Minister of Home Affairs Malusi Gigaba arrives at parliament to face the committee on home affairs and is expected to face tough questions from MP's on November 6 2018. PICTURE: ESA ALEXANDER/SUNDAYTIMES
Minister of Home Affairs Malusi Gigaba arrives at parliament to face the committee on home affairs and is expected to face tough questions from MP's on November 6 2018. PICTURE: ESA ALEXANDER/SUNDAYTIMES

Embattled home affairs minister Malusi Gigaba has called for wider public consultation on the awarding of VVIP terminals to private operators following the Fireblade scandal, which looks set to lead to his axing from the government.

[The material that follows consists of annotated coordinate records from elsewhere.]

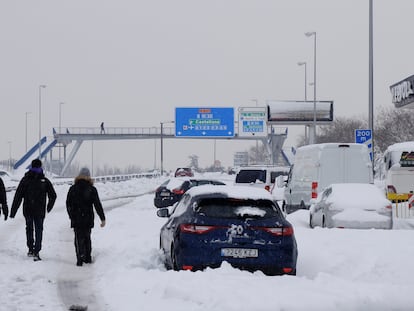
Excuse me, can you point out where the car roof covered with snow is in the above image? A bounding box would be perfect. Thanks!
[187,185,273,201]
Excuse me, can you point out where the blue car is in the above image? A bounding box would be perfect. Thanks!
[157,185,298,275]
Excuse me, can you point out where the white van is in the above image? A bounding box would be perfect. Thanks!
[384,141,414,194]
[283,143,374,213]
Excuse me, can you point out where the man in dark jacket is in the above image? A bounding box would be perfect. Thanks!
[66,167,105,266]
[0,178,9,220]
[10,159,56,261]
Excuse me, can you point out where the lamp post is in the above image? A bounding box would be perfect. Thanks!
[305,31,316,144]
[368,0,374,170]
[160,121,174,176]
[59,102,65,165]
[39,84,46,159]
[298,62,309,144]
[298,62,308,101]
[7,141,12,171]
[24,111,31,152]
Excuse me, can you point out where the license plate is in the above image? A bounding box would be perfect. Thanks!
[221,248,259,258]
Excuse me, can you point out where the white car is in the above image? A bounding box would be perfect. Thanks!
[309,183,392,229]
[234,165,290,192]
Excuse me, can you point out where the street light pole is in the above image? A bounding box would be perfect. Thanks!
[298,62,308,101]
[298,62,309,144]
[160,122,164,176]
[305,31,316,144]
[7,141,12,171]
[39,84,46,160]
[368,0,374,166]
[25,111,31,152]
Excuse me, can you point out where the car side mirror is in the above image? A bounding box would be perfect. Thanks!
[157,208,170,217]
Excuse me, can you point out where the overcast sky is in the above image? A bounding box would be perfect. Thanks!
[0,0,414,173]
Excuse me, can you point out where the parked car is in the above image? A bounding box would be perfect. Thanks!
[309,183,392,229]
[174,167,194,177]
[282,143,374,213]
[235,165,290,191]
[157,185,297,275]
[154,177,225,208]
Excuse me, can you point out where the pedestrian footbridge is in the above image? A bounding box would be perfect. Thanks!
[14,124,289,176]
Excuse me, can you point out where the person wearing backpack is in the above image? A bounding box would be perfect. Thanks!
[0,178,9,221]
[66,167,105,266]
[10,159,56,261]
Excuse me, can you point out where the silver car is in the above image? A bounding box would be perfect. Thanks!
[309,183,392,229]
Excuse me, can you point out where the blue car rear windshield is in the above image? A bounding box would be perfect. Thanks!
[196,198,281,219]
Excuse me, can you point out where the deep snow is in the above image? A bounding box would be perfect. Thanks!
[0,175,414,311]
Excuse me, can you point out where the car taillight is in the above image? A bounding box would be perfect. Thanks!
[180,224,216,234]
[172,189,184,194]
[259,227,293,236]
[312,181,318,199]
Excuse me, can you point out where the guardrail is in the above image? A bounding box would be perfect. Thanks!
[387,193,414,218]
[5,172,161,192]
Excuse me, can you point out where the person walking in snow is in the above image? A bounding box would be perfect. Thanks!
[0,177,9,221]
[66,167,105,266]
[10,159,56,261]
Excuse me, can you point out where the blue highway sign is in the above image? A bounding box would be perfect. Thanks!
[355,129,372,160]
[175,107,234,137]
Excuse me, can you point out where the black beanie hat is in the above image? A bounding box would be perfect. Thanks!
[32,159,42,168]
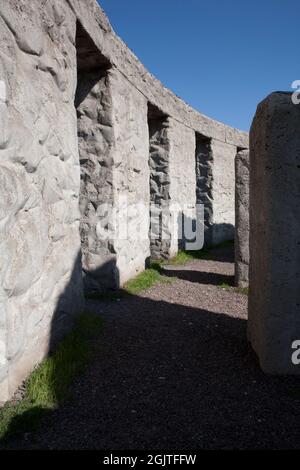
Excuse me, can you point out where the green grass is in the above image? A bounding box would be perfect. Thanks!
[219,282,249,295]
[87,241,237,301]
[124,263,174,295]
[0,314,102,439]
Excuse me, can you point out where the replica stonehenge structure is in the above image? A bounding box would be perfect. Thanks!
[0,0,299,402]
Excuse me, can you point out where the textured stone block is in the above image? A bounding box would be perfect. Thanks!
[235,150,249,287]
[248,92,300,374]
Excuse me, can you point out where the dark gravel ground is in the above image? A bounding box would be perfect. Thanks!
[3,244,300,450]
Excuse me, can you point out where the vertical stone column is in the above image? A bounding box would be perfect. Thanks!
[148,104,171,259]
[196,133,214,246]
[235,150,249,287]
[248,92,300,374]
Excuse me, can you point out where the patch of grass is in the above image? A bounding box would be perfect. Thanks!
[219,282,249,295]
[87,241,233,301]
[0,314,102,439]
[124,263,175,295]
[235,287,249,295]
[219,282,232,290]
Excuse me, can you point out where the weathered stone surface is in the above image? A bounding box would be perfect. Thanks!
[0,0,83,401]
[0,0,248,401]
[248,92,300,374]
[235,150,249,287]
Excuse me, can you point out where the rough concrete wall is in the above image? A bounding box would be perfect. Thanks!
[0,0,248,400]
[76,70,119,291]
[248,93,300,374]
[0,0,83,401]
[211,139,236,245]
[235,150,249,287]
[68,0,249,148]
[110,69,150,285]
[168,118,196,257]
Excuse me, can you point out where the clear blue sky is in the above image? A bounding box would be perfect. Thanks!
[99,0,300,130]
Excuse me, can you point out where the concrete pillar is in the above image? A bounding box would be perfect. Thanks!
[248,92,300,374]
[235,150,249,287]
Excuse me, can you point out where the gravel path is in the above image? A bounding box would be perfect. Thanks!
[4,244,300,450]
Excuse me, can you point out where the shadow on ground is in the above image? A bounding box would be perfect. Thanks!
[0,244,300,450]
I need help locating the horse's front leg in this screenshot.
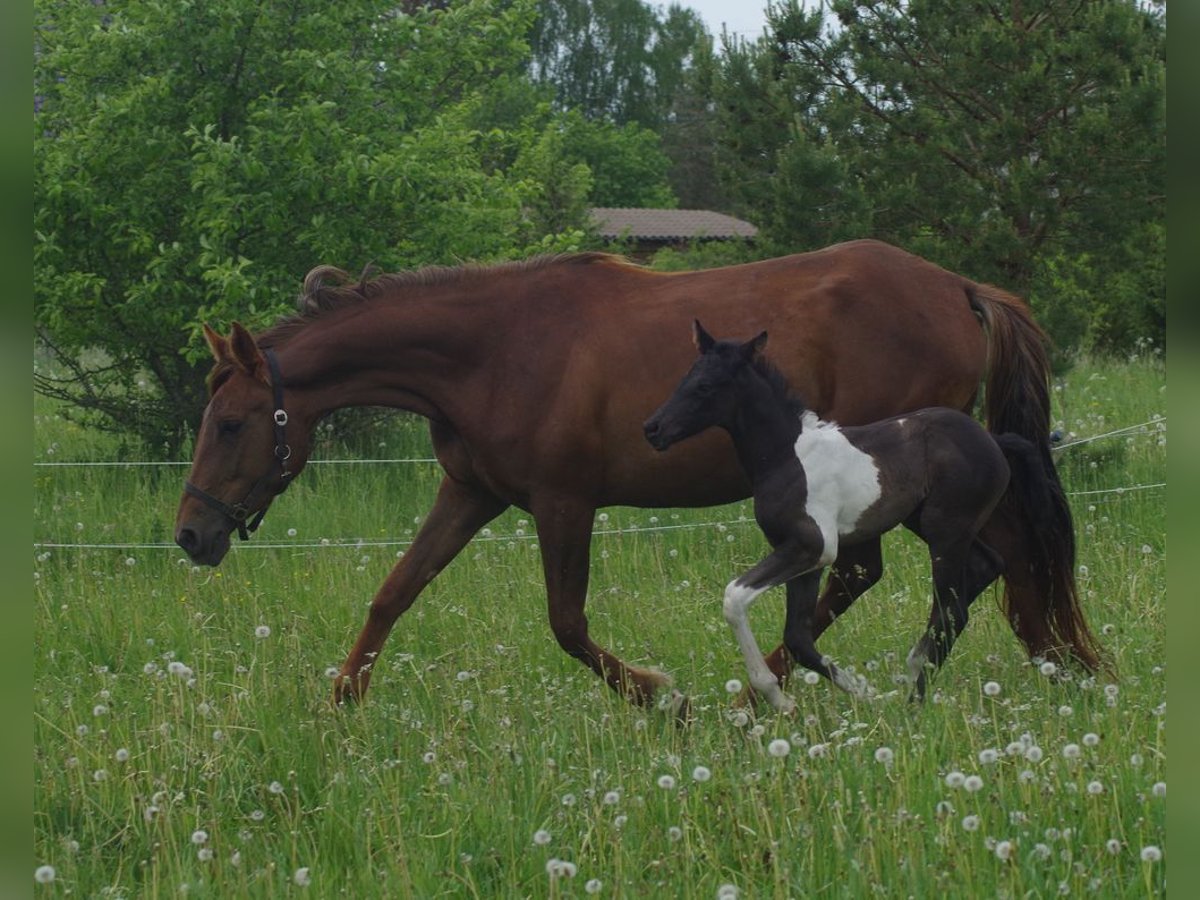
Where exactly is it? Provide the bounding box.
[738,538,883,703]
[530,496,683,707]
[334,476,508,703]
[721,540,827,713]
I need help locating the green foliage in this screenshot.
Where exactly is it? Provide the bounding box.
[26,354,1170,898]
[714,0,1165,348]
[529,0,708,130]
[35,0,583,450]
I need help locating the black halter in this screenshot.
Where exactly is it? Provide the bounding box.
[184,350,295,540]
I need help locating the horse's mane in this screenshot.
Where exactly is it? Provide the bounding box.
[750,353,809,418]
[257,252,631,355]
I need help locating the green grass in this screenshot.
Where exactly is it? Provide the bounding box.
[34,359,1166,898]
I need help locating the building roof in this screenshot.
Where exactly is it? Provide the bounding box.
[592,206,758,241]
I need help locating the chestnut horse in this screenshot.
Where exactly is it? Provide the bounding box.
[175,240,1098,704]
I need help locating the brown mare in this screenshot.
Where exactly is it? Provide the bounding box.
[175,241,1098,704]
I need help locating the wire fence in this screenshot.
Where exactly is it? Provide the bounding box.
[34,416,1166,551]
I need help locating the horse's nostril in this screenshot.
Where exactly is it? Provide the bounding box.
[175,528,200,554]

Parliament’s home affairs portfolio committee has been pushing to get to the bottom of the Fireblade matter, in which he is alleged to have overturned approval for the Oppenheimer-owned Fireblade Aviation to operate a private customs and immigration service at OR Tambo International Airport.

Last week, the Constitutional Court dismissed Gigaba's application for leave to appeal against a lower court ruling that he lied under oath in the Fireblade matter. Gigaba lost his appeal to a full bench of the high court‚ as well as an appeal to the Supreme Court of Appeal‚ and had decided to take the matter to the Constitutional Court.

The public protector also found that Gigaba had violated the constitution and the Executive Ethics Code in relation to the case. The public protector gave President Cyril Ramaphosa 14 days to act against Gigaba.

The DA has also approached the courts in a bid compel Ramaphosa to axe Gigaba and minister in the presidency Bathabile Dlamini following damning judgments against them.

Gigaba, who has also been caught up in a sex-tape scandal, has accused some parliamentary committees of being part of a plot to derail his political career.

Last week in Parliament, the Oppenheimers insisted they obtained all the necessary approvals to operate a private terminal at OR Tambo International Airport and dismissed claims that they had bribed senior government officials ahead of the deal being finalised.

Gigaba and senior home affairs officials appeared before the portfolio committee on Tuesday night. However, MPs were at odds on how to proceed with the matter following the Constitutional Court ruling and the findings by the public protector. Earlier indications were that Gigaba would be given the opportunity to respond directly to claims by the Oppenheimers.

“The horse has already bolted … the courts and public protector have pronounced on this matter ... we would find ourselves in [violation] of the constitution if we discuss this matter,” said COPE leader Mosiuoa Lekota.

However, DA MP Haniff Hoosen insisted on Gigaba being allowed to discuss the Oppenheimer matter and telling his side of the story.

Committee chairman Hlomane Chauke sided with other MPs who suggested that allowing Gigaba to discuss the matter could create legal complications since the issue had been pronounced on by the courts and the public protector.

Chauke said the interest of the committee was "the way forward”, especially regarding the services rendered by government departments to the Oppenheimers' terminal. Chauke also said the committee was not involved in any plot against Gigaba.

The Oppenheimers told the committee last week that they paid home affairs about R117,000 a month for services. "Also, it is unacceptable that the meagre amount being paid by Fireblade only goes to [home affairs] and there is no clear standard on how this amount was arrived at,” Chauke said.

In his remarks to the committee, Gigaba said he would confine himself to “operational issues”.

“As we indicated in the meeting of May, there is still no policy on private VVIP terminals. This being the first one of its kind … it means now a policy has to be developed so a framework can be provided on how such issues are dealt with going forward. Another question that arises is whose custody is this? Airports are under the department of transport, and the department of home affairs only renders a service … Given the precedent now set, what is the procurement process for such VVIP terminals? The entire government process of awarding contracts and tenders in government needs to be clarified. What we are saying is we are going to take to cabinet a discussion which will take into consideration the implications that have arisen as a result of this decision,” said Gigaba.

He said that public input on the matter would be required.